Leggendo l’indagine trimestrale sulla raccolta ordini dei costruttori italiani di macchine utensili, elaborata dal Centro Studi di Ucimu, relativa al primo trimestre 2024 e confrontata con i risultati dello stesso periodo dell’anno precedente (-18,9%), parrebbe in atto un abbattimento della volontà di tutto il mondo industriale di investire sul proprio futuro.
Verrebbe da pensare a un futuro che agisce esattamente in contrapposizione con quanto proposto, negli ultimi 150 anni, dallo sviluppo industriale. Invece dobbiamo fare considerazioni diverse.
In primo luogo, è stato preso come livello base per costruire l’indice degli ordini l’anno 2021, il periodo di maggior ingresso di ordinativi da quando esiste la macchina utensile moderna. Di fronte a una crescita così rapida e significativa della raccolta ordini, le aziende italiane produttrici di macchine utensili si sono trovate in difficoltà nel rispondere alla domanda, sia nazionale che internazionale, per due precisi motivi: da un lato l’impossibilità di variare in tempi brevi la propria organizzazione produttiva, dall’altro la mancanza di molte materie prime essenziali per costruire i macchinari a causa del conflitto Russia-Ucraina e la minore disponibilità, in particolare da parte cinese, di materiali in quanto necessari a loro in questo momento di sviluppo industriale.
Sul mercato interno, inoltre, è stata sviluppata una comunicazione troppo incentrata sul divenire delle nuove incentivazioni (Piano transizione 5.0), che ancora non sono operative, facendo dimenticare quanto di buono ancora esiste sul fronte incentivi (Piano transizione 4.0): 20% di credito di imposta sul valore dei macchinari 4.0 interconnessi a cui aggiungere la Sabatini.
I continui annunci di partenza del Piano transizione 5.0 hanno di fatto bloccato anche chi la voglia e necessità di investire la sente.
Dando uno sguardo ai mercati stranieri, pur di fronte a una sostanziale tenuta, risulta evidente la difficoltà dell’economia tedesca che ha ridotto gli investimenti. Per sopperire a tale diminuzione le nostre aziende hanno dovuto, ancor di più, rivolgersi a mercati lontani come Usa, dove stiamo conquistando quote di mercato, Cina, che però mira a essere sempre più autosufficiente, India, un mercato difficilissimo per chi intende stabilire un rapporto che duri nel tempo, e Messico, in quanto Paese grande fornitore di tutto il Nord America.
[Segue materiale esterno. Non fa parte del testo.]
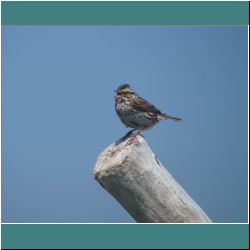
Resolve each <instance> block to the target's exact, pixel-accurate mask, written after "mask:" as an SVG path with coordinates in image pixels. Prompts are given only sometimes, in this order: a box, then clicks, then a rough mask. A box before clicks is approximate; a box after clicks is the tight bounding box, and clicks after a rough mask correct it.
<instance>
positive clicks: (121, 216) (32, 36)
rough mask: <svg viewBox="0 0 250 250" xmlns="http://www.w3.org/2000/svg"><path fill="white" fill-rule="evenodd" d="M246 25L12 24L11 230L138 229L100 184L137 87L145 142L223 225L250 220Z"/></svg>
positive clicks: (4, 188)
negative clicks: (104, 168)
mask: <svg viewBox="0 0 250 250" xmlns="http://www.w3.org/2000/svg"><path fill="white" fill-rule="evenodd" d="M247 69H248V68H247V26H246V27H239V26H238V27H229V26H227V27H219V26H217V27H212V26H211V27H209V26H192V27H191V26H190V27H189V26H186V27H184V26H183V27H182V26H3V28H2V217H3V222H112V223H113V222H128V223H129V222H135V221H134V220H133V218H132V217H131V216H130V215H129V214H128V213H127V212H126V211H125V209H123V208H122V207H121V205H120V204H119V203H118V202H117V201H116V200H115V199H114V198H113V197H112V196H111V195H110V194H109V193H108V192H106V191H105V190H104V189H103V188H102V187H101V186H100V185H99V183H98V182H97V181H95V180H94V178H93V176H92V170H93V167H94V164H95V161H96V158H97V156H98V155H99V154H100V153H101V152H102V151H103V150H104V149H105V148H106V147H107V146H108V145H109V144H111V143H112V142H114V141H116V140H117V139H118V138H120V137H122V136H123V135H124V134H125V133H126V132H128V129H127V128H126V127H124V125H123V124H121V122H120V120H119V119H118V117H117V115H116V113H115V110H114V99H113V96H114V94H115V93H114V92H113V91H114V90H115V89H116V88H117V87H118V86H119V85H120V84H121V83H130V84H131V86H132V87H133V88H134V89H135V90H136V91H137V92H138V93H139V94H140V95H141V96H142V97H144V98H146V99H147V100H149V101H151V102H152V103H153V104H155V106H156V107H158V108H159V109H160V110H161V111H162V112H166V113H168V114H170V115H175V116H179V117H181V118H182V119H183V121H182V122H181V123H175V122H171V121H163V122H161V123H160V124H158V125H156V126H155V127H154V128H152V129H151V130H148V131H146V132H145V133H144V136H145V139H146V140H147V142H148V144H149V146H150V147H151V148H152V150H153V151H154V153H155V154H156V155H157V156H158V158H159V159H160V160H161V162H162V163H163V165H164V166H165V167H166V168H167V169H168V171H169V172H170V173H171V174H172V175H173V176H174V177H175V179H176V180H177V181H178V182H179V183H180V184H181V185H182V187H183V188H184V189H185V190H186V191H187V192H188V193H189V194H190V195H191V197H192V198H193V199H194V200H195V201H196V202H197V203H198V204H199V205H200V206H201V207H202V209H203V210H204V211H205V212H206V213H207V214H208V216H209V217H210V218H211V219H212V220H213V221H214V222H247V88H248V80H247Z"/></svg>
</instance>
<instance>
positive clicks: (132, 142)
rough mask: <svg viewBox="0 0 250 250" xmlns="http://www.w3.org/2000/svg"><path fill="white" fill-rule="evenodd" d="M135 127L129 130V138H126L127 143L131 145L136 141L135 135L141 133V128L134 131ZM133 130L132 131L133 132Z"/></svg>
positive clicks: (134, 129) (136, 141)
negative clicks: (134, 128) (135, 130)
mask: <svg viewBox="0 0 250 250" xmlns="http://www.w3.org/2000/svg"><path fill="white" fill-rule="evenodd" d="M135 130H136V129H134V130H132V131H130V132H131V133H130V134H129V139H128V142H127V144H128V145H131V144H133V143H136V142H137V141H136V137H137V135H141V134H140V133H141V132H142V131H141V130H137V131H136V132H134V131H135ZM133 132H134V133H133Z"/></svg>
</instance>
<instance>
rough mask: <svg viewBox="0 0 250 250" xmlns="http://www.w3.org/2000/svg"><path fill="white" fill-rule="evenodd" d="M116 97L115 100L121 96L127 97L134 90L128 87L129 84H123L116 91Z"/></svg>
mask: <svg viewBox="0 0 250 250" xmlns="http://www.w3.org/2000/svg"><path fill="white" fill-rule="evenodd" d="M115 92H116V94H117V95H116V96H115V98H116V99H117V98H119V97H121V96H125V95H128V94H134V93H135V92H134V90H133V89H132V88H131V87H130V85H129V84H127V83H125V84H122V85H120V86H119V87H118V88H117V89H116V90H115Z"/></svg>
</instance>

Va inoltre sottolineato che le vicende belliche hanno bloccato ogni azione di sviluppo verso un grande mercato come la Russia.
Se invece guardiamo ai settori di sbocco è evidente come la transizione dal motore endotermico all’elettrico stia penalizzando un grande continente manifatturiero come l’Europa che, in alcuni casi, ha accentuato la sostenibilità ambientale a scapito di quella economica che potrebbe aver riflessi sul sociale.
Bastava porre degli obiettivi di sostenibilità ambientale da perseguire rispettando il principio di neutralità tecnologica. Le nuove tecnologie, finora più applicate al miglioramento della fabbrica, ritengo vadano spinte verso un maggior utilizzo in campi che creino vantaggi sia ai produttori di macchine che ai loro clienti: ad esempio, utilizzo dei dati rilasciati dalla digitalizzazione dei mezzi di produzione per lo sviluppo della manutenzione predittiva, e di tutto quanto attorno alla macchina può essere considerato servizio che ne accresca il valore.
Non ultimo va considerata la necessità di rendere disponibili mezzi produttivi a noleggio, in quanto sarà sempre più necessario saper rispondere a tutte le esigenze del cliente che potrebbe avere commesse di limitato periodo.
Spesso questo parrebbe essere in contrasto con la poca fungibilità dei beni strumentali, ma si tratta di un fenomeno in atto che obbligherà i produttori a ideare pacchetti per il cliente con soluzioni studiate ad hoc che comprendano macchine e servizi, tra cui la formazione.